The siphon method was developed in the 1840s, and it solves that problem by forcing very hot (but not boiling) water into a separate coffee chamber. It makes a really nicely balanced cup of coffee, one that some in the coffee biz consider the best there is.

Pros:

  • Certainly the most dramatic of all brewing methods. If you want people to talk about how great the coffee you served was after they leave your house, this is for you.

  • Actually really fun.

  • Allows for maximum control of heat and steeping times.

  • Full immersion of grounds in water extracts a full spectrum of flavors from coffee.

Cons:

  • It’s delicate and not easy to store. If you’re planning on doing a lot of moving in the next few years, this might not be for you.

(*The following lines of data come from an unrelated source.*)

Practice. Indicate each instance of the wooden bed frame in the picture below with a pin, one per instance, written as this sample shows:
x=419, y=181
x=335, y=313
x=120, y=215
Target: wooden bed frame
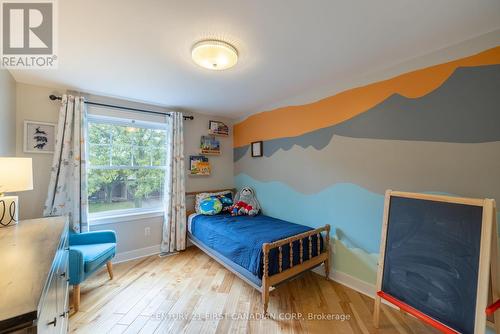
x=269, y=281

  • Cleanup is more intensive.

  • It’s like watching a toddler for 10 minutes. You have to stick around, or everything will fall apart.

  • Can be kind of expensive. Special filters, a butane heater, the apparatus itself.

Grind Size: On the finer side, slightly more so than drip methods.

Ratio: About 12 ounces of water and 20-25 grams of grounds per cup of coffee.

How-To: If you use cloth filters, as many siphon-users do, make sure to soak them for five minutes before use. And allow the finished coffee to cool for a few minutes in order for every flavor nuance to come out. It’s worth the wait.


So there you have it: a brew guide with options for any palate and lifestyle. Try them all, or zero in on one that works for you and never leave it. Either way you can’t go wrong with good coffee. Personally, we like ours like we like our significant others (we lied earlier): smooth, well-balanced, with a genuine excitement about life and financial stability.